Taking a brief timeout from his perennial campaign, Obama has given a big speech on the Middle East. It’s not surprising how many billions more dollars Obama wants in his quest to save the world with our money.
None of that really matters, though, to the struggling American who’s out of work, on food stamps, facing double-digit inflation in every necessity of life, or fed up to his neck hearing Obama brag about getting bin Laden.
Forget the speech, dear readers. I’ll give you the whole thing in a nutshell:
America drowns while Obama throws our own life preserver to the Middle East.
Nothing this stupid, of course, is ever attempted by people using their own money. This special kind of stupid is reserved to those writing checks on other people’s bank accounts.
America is drowning in debt and the adolescent president makes another round of impossible-to-keep promises to the world he thinks he can save.
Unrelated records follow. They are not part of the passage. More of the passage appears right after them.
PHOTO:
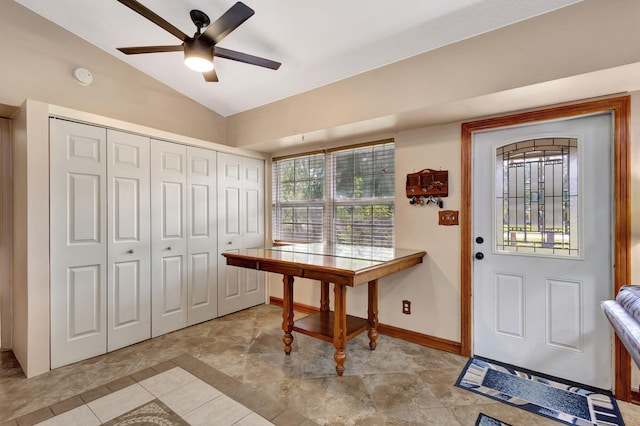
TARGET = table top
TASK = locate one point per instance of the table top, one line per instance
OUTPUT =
(342, 264)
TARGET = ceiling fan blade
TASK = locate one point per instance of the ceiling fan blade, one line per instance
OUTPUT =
(150, 49)
(243, 57)
(210, 76)
(232, 18)
(151, 15)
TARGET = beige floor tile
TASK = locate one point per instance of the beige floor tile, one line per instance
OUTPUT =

What is the very first law of life-saving? This is not hard stuff.
The very first law — the unbreakable natural law — is: a drowning person cannot save another. That’s cannot, as in “is not able.” A drowning person trying to save another merely dooms both to death — more quickly.
This is the same law which operates on airplanes. It goes against the grain of altruism. Which is why the airlines always put extra emphasis on the life-savers law when giving the safety lecture before takeoff. As all wise readers — especially frequent flyers — are aware, the flight attendant takes special time to advise passengers that when the oxygen masks pop out, one must act contrary to one’s altruistic instincts and apply one’s own oxygen mask first — before attempting to help another, whether an elderly person or one’s own child seated nearby.
This is not selfishness. It’s life-saving 101.
What the flight attendants don’t need to spell out is what will happen if you ignore this simple rule. If you don’t put your oxygen mask on first — idiot! — you will most likely pass out before you can save either your kid or yourself!
The same natural law, of course, applies to mothers of newborns. Good doctors are very aware of the mother’s inclination to deprive herself of essential sleep and nourishment to serve the needs of her wholly dependent infant. New mothers are known to practically collapse under the weight of maternal instinct, if not heavily cautioned on the natural laws of preservation. If the mother so exhausts herself and does not tend to her own needs first, her infant stands a much-diminished chance of surviving and thriving. This is not rocket science, but it goes against the grain of the maternal instinct and so must be stated — often many times — before the first-time mother actually gets it.
There’s an old expression that serves good purpose here. Be careful that you don’t become so heavenly that you’re no earthly good.